Will my head remain totally visionless, meaning without ANY sense of vision, like my hands or legs are?

Actually Caccio  this is an accurate description of what I can see through my right eye, which is the one that hand the haemorrhidge. it's a living organ, but is effectively useless, shrunken and none functional and has as much sight as my finger. After it happened I used to pretend to myself that it was just dark, I even asked the doctors to keep a patch over my eye so I could imagine that it was just dark because of the patch, but eventually I realized that I was deluding myself.

if you can see "darkness" through your current eyet might be similar to my own occurrence, that because it was an eye which was previously functional your brain is substituting a kind of phantom limb syndrome with sight, or it might be you do have some actual residual vision there.
I honestly do not know  and would not try to judge one way  or the other.


Likewise, I do not know whether you personaly will still be able to see darkness with a prosthetic eye or not, but I can say that I cannot see darkness with a living, but %100 dysfunctional one.

I hope some of this is in some way helpful to you, and again I offer my sympathy for what it is worth.

@Shrike, glad the forum and such has helped in some way. I wouldn't worry about changing direction of topics, we don't have strict rules on such things and so long as replies follow logically one to another things should be fine.

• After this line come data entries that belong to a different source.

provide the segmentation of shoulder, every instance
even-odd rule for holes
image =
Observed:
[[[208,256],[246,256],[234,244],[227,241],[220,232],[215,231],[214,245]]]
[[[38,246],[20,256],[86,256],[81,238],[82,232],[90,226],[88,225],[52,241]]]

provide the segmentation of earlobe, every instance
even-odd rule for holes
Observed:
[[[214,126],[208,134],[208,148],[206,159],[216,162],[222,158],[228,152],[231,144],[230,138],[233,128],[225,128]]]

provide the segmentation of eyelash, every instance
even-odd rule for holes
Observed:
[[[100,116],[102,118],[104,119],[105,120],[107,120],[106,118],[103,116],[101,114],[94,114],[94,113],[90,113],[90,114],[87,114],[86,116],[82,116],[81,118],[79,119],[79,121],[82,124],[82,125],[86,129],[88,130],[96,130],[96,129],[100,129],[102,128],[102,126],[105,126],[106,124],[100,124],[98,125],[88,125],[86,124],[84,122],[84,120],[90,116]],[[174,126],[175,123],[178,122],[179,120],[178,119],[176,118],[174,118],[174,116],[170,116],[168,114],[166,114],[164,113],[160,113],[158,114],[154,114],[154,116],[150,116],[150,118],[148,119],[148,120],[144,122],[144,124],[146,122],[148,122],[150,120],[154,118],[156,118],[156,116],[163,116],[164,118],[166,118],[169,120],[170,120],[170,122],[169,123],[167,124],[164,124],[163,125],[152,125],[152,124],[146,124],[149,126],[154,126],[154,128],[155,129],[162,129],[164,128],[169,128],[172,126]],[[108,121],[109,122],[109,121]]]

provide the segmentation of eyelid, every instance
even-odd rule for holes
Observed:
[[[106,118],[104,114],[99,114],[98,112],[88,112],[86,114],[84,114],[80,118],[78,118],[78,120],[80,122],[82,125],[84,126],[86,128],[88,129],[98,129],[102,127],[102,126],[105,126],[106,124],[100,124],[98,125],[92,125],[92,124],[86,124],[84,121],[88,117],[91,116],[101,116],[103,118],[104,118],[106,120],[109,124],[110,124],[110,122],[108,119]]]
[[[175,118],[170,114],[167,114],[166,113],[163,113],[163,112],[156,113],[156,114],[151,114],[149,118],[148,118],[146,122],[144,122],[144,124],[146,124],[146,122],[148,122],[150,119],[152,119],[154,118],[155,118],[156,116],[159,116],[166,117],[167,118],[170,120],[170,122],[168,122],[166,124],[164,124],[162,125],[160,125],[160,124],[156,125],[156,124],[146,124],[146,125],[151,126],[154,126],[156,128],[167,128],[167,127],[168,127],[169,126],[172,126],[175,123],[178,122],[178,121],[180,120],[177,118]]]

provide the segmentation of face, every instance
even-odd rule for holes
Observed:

With our dreaming and singing, Ceaseless and sorrowless we! The glory about us clinging Of the glorious futures we see,
Our souls with high music ringing; O men! It must ever be
That we dwell in our dreaming and singing, A little apart from ye. (Arthur O'Shaughnessy 1873.)

2017-07-19 18:56:18 (edited by Caccio72 2017-07-19 19:01:17)

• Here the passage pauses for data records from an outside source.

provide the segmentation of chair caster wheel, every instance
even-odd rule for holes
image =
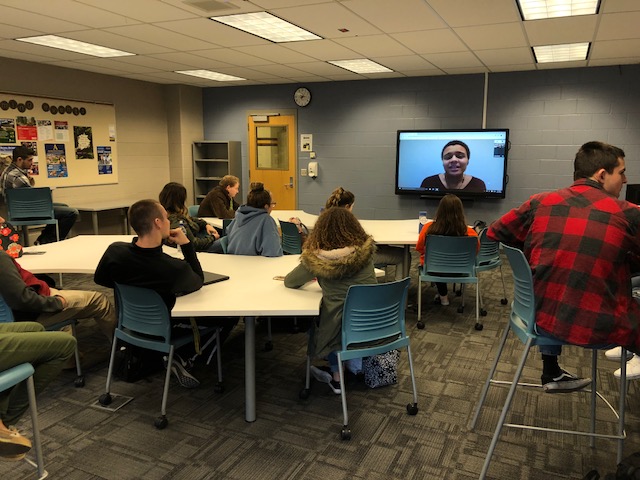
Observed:
[[[298,393],[298,397],[300,398],[300,400],[306,400],[307,398],[309,398],[310,394],[311,391],[308,388],[303,388],[302,390],[300,390],[300,393]]]
[[[153,426],[156,427],[158,430],[164,430],[165,428],[167,428],[167,425],[169,425],[169,420],[167,420],[166,415],[162,415],[156,418],[155,421],[153,422]]]

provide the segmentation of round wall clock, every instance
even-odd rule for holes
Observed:
[[[308,88],[300,87],[294,92],[293,100],[299,107],[306,107],[311,103],[311,92]]]

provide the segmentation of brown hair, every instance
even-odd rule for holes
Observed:
[[[187,189],[181,183],[167,183],[162,188],[158,198],[160,199],[160,204],[165,208],[167,213],[188,215],[189,210],[186,205]]]
[[[226,190],[227,187],[233,187],[234,185],[236,185],[238,183],[240,183],[240,179],[238,177],[236,177],[235,175],[225,175],[220,180],[219,185]]]
[[[247,195],[247,205],[254,208],[264,208],[265,205],[271,203],[271,192],[264,189],[262,182],[253,182],[249,185],[249,194]]]
[[[467,222],[464,219],[462,201],[452,193],[448,193],[438,204],[436,218],[429,227],[427,235],[446,235],[448,237],[464,237],[467,235]]]
[[[156,218],[163,218],[162,205],[157,200],[139,200],[129,207],[129,225],[139,236],[151,233]]]
[[[329,195],[325,208],[348,207],[349,205],[353,205],[355,201],[356,196],[353,193],[342,187],[338,187]]]
[[[362,225],[346,208],[328,208],[318,217],[304,243],[305,250],[335,250],[362,246],[369,239]]]

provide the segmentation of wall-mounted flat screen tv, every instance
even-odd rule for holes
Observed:
[[[509,130],[398,130],[396,194],[504,198]]]

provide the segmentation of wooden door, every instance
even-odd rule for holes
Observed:
[[[271,191],[277,210],[297,208],[296,128],[293,115],[249,116],[249,181]],[[261,120],[264,117],[261,117]],[[245,189],[249,191],[249,186]]]

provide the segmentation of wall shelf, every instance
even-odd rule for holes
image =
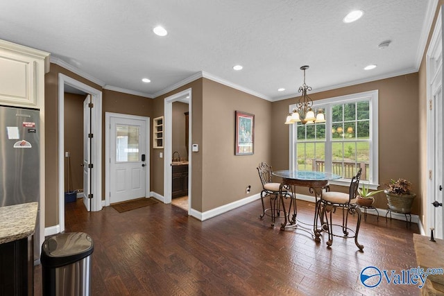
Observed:
[[[153,119],[153,148],[164,148],[164,116]]]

Well yes...that's exactly what I am so scared of, that will make my worst fears come true...if you guys could only imagine, how fanatically I was protecting my only one, existing and functioning eye, how "abnormally" I kept guarding it all my life, all the time, merely to prevent this thing to ever happen to it...and it will still happen, despite all my, sometimes even paranoid precausion measures...

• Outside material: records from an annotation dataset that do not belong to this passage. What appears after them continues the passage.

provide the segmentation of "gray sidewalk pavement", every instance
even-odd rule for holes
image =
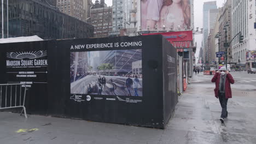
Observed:
[[[0,112],[0,143],[256,143],[256,87],[232,86],[222,124],[212,76],[202,74],[180,96],[165,130]]]

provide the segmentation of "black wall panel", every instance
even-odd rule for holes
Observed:
[[[134,41],[141,41],[142,45],[71,49],[72,46],[74,47],[74,46],[78,45],[86,46],[94,44],[120,44]],[[48,51],[48,73],[45,77],[48,83],[46,87],[33,86],[34,88],[29,89],[26,103],[29,113],[159,128],[164,128],[177,102],[176,52],[174,47],[163,38],[162,35],[69,39],[1,44],[0,82],[4,83],[8,81],[5,65],[6,51],[32,51],[42,49],[46,49]],[[131,51],[135,52],[129,53]],[[80,53],[78,53],[80,54],[75,55],[75,52],[79,52]],[[85,53],[83,53],[84,52]],[[91,73],[88,72],[84,74],[86,76],[82,76],[80,73],[75,74],[75,76],[73,76],[74,74],[72,74],[72,73],[74,73],[74,71],[72,71],[71,69],[75,67],[74,66],[74,64],[75,65],[75,61],[74,61],[74,58],[75,58],[72,57],[75,56],[75,56],[78,56],[79,57],[83,56],[88,59],[91,58],[90,60],[86,60],[86,63],[85,63],[84,65],[88,65],[89,64],[96,63],[90,61],[96,62],[97,58],[101,59],[102,58],[102,56],[108,56],[107,53],[118,52],[123,54],[116,55],[116,57],[124,57],[125,55],[126,57],[133,57],[135,55],[139,56],[141,53],[142,71],[141,75],[137,75],[138,76],[142,76],[139,79],[142,83],[142,90],[140,89],[140,91],[138,91],[139,95],[129,96],[120,94],[121,92],[128,92],[127,87],[123,88],[123,85],[119,85],[121,81],[123,82],[124,80],[127,79],[127,75],[122,76],[120,73],[118,73],[119,72],[113,72],[114,68],[112,68],[113,71],[111,73],[114,73],[114,75],[112,76],[109,70],[108,72],[106,72],[107,70],[100,71],[98,67],[98,70],[101,71],[100,73],[105,73],[107,79],[110,80],[108,80],[109,83],[107,83],[107,88],[109,87],[109,83],[114,83],[116,86],[117,85],[118,88],[124,88],[124,92],[117,88],[115,93],[112,92],[111,89],[110,92],[107,93],[107,89],[104,89],[106,93],[102,93],[102,94],[93,93],[88,94],[86,92],[89,91],[85,90],[84,93],[73,92],[78,92],[78,90],[75,90],[77,89],[84,91],[83,88],[85,88],[85,88],[88,87],[87,85],[81,87],[83,88],[80,88],[80,85],[85,83],[85,80],[89,80],[90,77],[95,79],[96,76],[102,75],[102,73],[93,74],[94,71],[90,70],[88,71]],[[97,55],[100,55],[101,57],[99,56],[95,56],[95,53],[98,53]],[[94,59],[91,58],[92,56],[94,56]],[[170,57],[172,59],[170,59]],[[135,59],[137,58],[132,58]],[[127,65],[133,65],[133,62],[139,61],[139,59],[135,59],[130,62],[130,59],[131,58],[127,58],[127,62],[122,62],[120,63],[125,63],[125,65],[128,63]],[[105,61],[107,58],[103,59]],[[170,60],[171,62],[168,62],[168,59]],[[73,63],[74,64],[72,64]],[[79,64],[78,64],[78,67],[80,68],[81,65]],[[95,69],[95,68],[94,69]],[[170,75],[171,76],[170,76]],[[78,76],[80,76],[80,78],[75,79],[76,77]],[[112,78],[114,82],[111,83]],[[74,79],[75,81],[73,81]],[[132,79],[135,81],[135,77],[132,77]],[[125,85],[126,85],[124,82]],[[71,90],[71,83],[73,83],[72,86],[72,86],[72,88],[74,88],[74,89],[77,91]],[[36,86],[36,84],[33,85]],[[135,89],[133,87],[131,89]],[[135,90],[132,91],[132,95],[133,93],[136,95],[135,92]],[[90,99],[88,99],[88,95],[89,95]],[[78,99],[74,99],[77,96],[80,99],[78,100]],[[98,98],[100,99],[97,99]],[[109,99],[112,100],[109,100]]]

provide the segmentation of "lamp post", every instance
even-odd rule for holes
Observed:
[[[225,25],[224,26],[224,29],[225,29],[225,45],[224,45],[224,47],[225,49],[225,64],[226,64],[226,69],[228,69],[228,35],[226,35],[226,33],[228,33],[228,31],[226,31],[226,27],[229,26],[229,25],[228,24],[228,22],[226,23],[226,25]]]

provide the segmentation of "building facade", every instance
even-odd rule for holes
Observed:
[[[120,30],[120,35],[137,35],[137,0],[124,0],[124,29]]]
[[[217,8],[216,5],[216,1],[207,2],[204,2],[203,5],[203,56],[202,59],[205,60],[206,52],[205,50],[207,49],[207,41],[208,41],[208,36],[210,33],[210,29],[211,29],[210,26],[212,26],[212,24],[210,23],[210,13],[209,10],[210,9],[216,9]],[[211,15],[213,15],[213,14],[211,14]],[[214,23],[215,20],[213,21],[212,20],[211,22]],[[213,28],[213,27],[212,27]]]
[[[54,1],[54,0],[51,0]],[[60,11],[79,20],[86,21],[89,17],[91,0],[55,0]]]
[[[4,10],[6,15],[6,9]],[[5,16],[4,38],[7,37],[7,21]],[[44,1],[9,1],[9,37],[37,35],[45,40],[83,38],[92,37],[93,31],[91,25],[60,12]]]
[[[112,31],[112,8],[104,1],[96,1],[91,9],[90,23],[94,27],[94,37],[107,37]]]
[[[120,35],[120,30],[124,28],[124,1],[113,0],[112,5],[112,31],[109,33],[110,37]]]
[[[242,43],[239,43],[239,37],[232,42],[232,61],[245,65],[246,68],[253,67],[251,52],[256,50],[255,5],[255,1],[231,1],[232,37],[240,32],[244,36]]]

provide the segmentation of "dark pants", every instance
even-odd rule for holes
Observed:
[[[219,100],[222,106],[222,115],[221,118],[225,118],[228,117],[228,111],[226,110],[226,105],[228,104],[228,99],[226,99],[225,93],[219,93]]]

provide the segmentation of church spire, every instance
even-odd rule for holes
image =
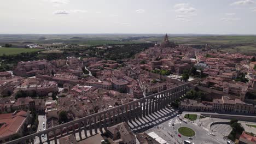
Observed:
[[[165,41],[169,41],[169,39],[168,39],[168,35],[167,35],[167,33],[165,34]]]

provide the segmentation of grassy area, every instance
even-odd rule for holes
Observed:
[[[0,56],[4,54],[5,55],[12,55],[22,52],[32,52],[39,51],[42,51],[42,50],[37,49],[0,47]]]
[[[62,53],[63,51],[60,50],[51,50],[51,51],[42,51],[42,53]]]
[[[250,45],[245,46],[237,46],[221,50],[222,51],[229,53],[241,52],[242,53],[256,53],[256,45]]]
[[[184,117],[191,121],[194,121],[196,119],[197,115],[195,114],[186,114]]]
[[[246,124],[246,125],[251,127],[254,127],[256,128],[256,125],[252,125],[252,124]]]
[[[179,133],[185,136],[190,137],[195,135],[195,131],[187,127],[181,127],[178,129]]]
[[[206,118],[206,117],[203,116],[200,116],[200,117],[199,117],[199,119],[202,119],[202,118]]]

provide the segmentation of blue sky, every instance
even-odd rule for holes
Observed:
[[[0,34],[256,34],[256,0],[2,0]]]

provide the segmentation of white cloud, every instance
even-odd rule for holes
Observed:
[[[70,14],[70,13],[65,10],[57,10],[53,12],[53,14],[55,15],[68,15]]]
[[[241,19],[238,17],[223,17],[220,19],[220,20],[226,22],[236,21],[240,20]]]
[[[131,23],[129,23],[129,22],[123,22],[123,23],[121,23],[121,25],[125,26],[131,26]]]
[[[110,16],[110,17],[118,17],[118,15],[117,15],[117,14],[110,14],[110,15],[109,15],[109,16]]]
[[[57,4],[68,4],[69,2],[69,0],[51,0],[51,3]]]
[[[234,15],[235,14],[236,14],[235,13],[226,13],[226,14],[225,14],[225,15],[228,15],[228,16]]]
[[[162,24],[161,22],[157,22],[154,23],[153,26],[155,27],[162,27]]]
[[[145,13],[145,10],[144,10],[144,9],[137,9],[137,10],[135,10],[135,12],[136,12],[137,13]]]
[[[73,9],[70,10],[71,13],[85,13],[88,12],[87,10],[81,10],[81,9]]]
[[[57,10],[53,12],[53,14],[56,15],[68,15],[71,14],[85,13],[87,12],[87,10],[81,9],[72,9],[69,10]]]
[[[175,19],[176,21],[189,21],[190,20],[185,16],[184,15],[177,15],[176,16],[176,19]]]
[[[199,26],[203,26],[203,23],[201,22],[197,22],[196,23],[196,25],[199,25]]]
[[[232,3],[231,5],[248,5],[254,3],[252,0],[242,0]]]
[[[190,6],[188,3],[180,3],[174,5],[173,8],[175,9],[175,11],[180,13],[194,13],[196,11],[196,9]]]

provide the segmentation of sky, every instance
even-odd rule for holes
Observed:
[[[256,0],[1,0],[0,34],[256,34]]]

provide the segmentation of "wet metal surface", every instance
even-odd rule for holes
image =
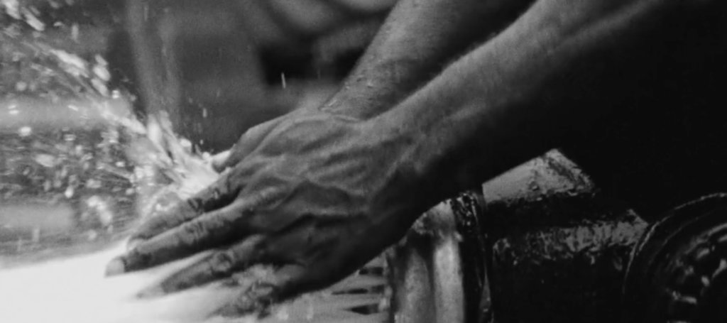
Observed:
[[[550,152],[483,186],[497,322],[616,322],[632,249],[647,227]]]

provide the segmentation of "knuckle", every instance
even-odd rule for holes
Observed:
[[[230,251],[217,252],[212,256],[211,260],[212,271],[217,276],[231,273],[236,263],[235,255]]]
[[[206,233],[204,223],[190,221],[182,225],[179,239],[185,246],[193,246],[201,241]]]

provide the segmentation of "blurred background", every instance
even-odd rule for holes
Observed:
[[[0,0],[0,255],[120,239],[195,172],[150,119],[228,149],[326,100],[394,3]]]
[[[1,0],[3,37],[102,61],[143,119],[206,151],[335,89],[395,0]],[[47,92],[2,45],[0,91]],[[107,81],[107,80],[105,80]],[[51,80],[45,81],[51,83]]]

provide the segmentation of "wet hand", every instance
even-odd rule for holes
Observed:
[[[214,184],[144,223],[107,272],[212,250],[147,291],[164,294],[272,266],[222,308],[227,315],[324,287],[401,239],[426,210],[411,149],[396,130],[320,111],[263,124],[218,164],[231,167]]]

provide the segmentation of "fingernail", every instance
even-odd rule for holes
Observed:
[[[124,261],[121,261],[121,259],[114,259],[108,263],[108,265],[106,265],[107,277],[124,274],[125,271]]]
[[[141,244],[143,242],[144,240],[142,239],[132,239],[129,240],[129,242],[126,243],[126,251],[132,250],[134,248],[136,248],[139,244]]]
[[[164,295],[164,290],[161,287],[156,287],[142,290],[137,294],[137,297],[141,299],[153,298]]]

Anyway, thanks for the answer Dark, that figures, now I know all.

2017-07-20 05:36:33

Hi Caccio.

Again I'm really sorry this is happening. Eye surgery is always traumatic since the eyes are so sensitive,  having an actual eye removed is even more so.

With our dreaming and singing, Ceaseless and sorrowless we! The glory about us clinging Of the glorious futures we see,
Our souls with high music ringing; O men! It must ever be
That we dwell in our dreaming and singing, A little apart from ye. (Arthur O'Shaughnessy 1873.)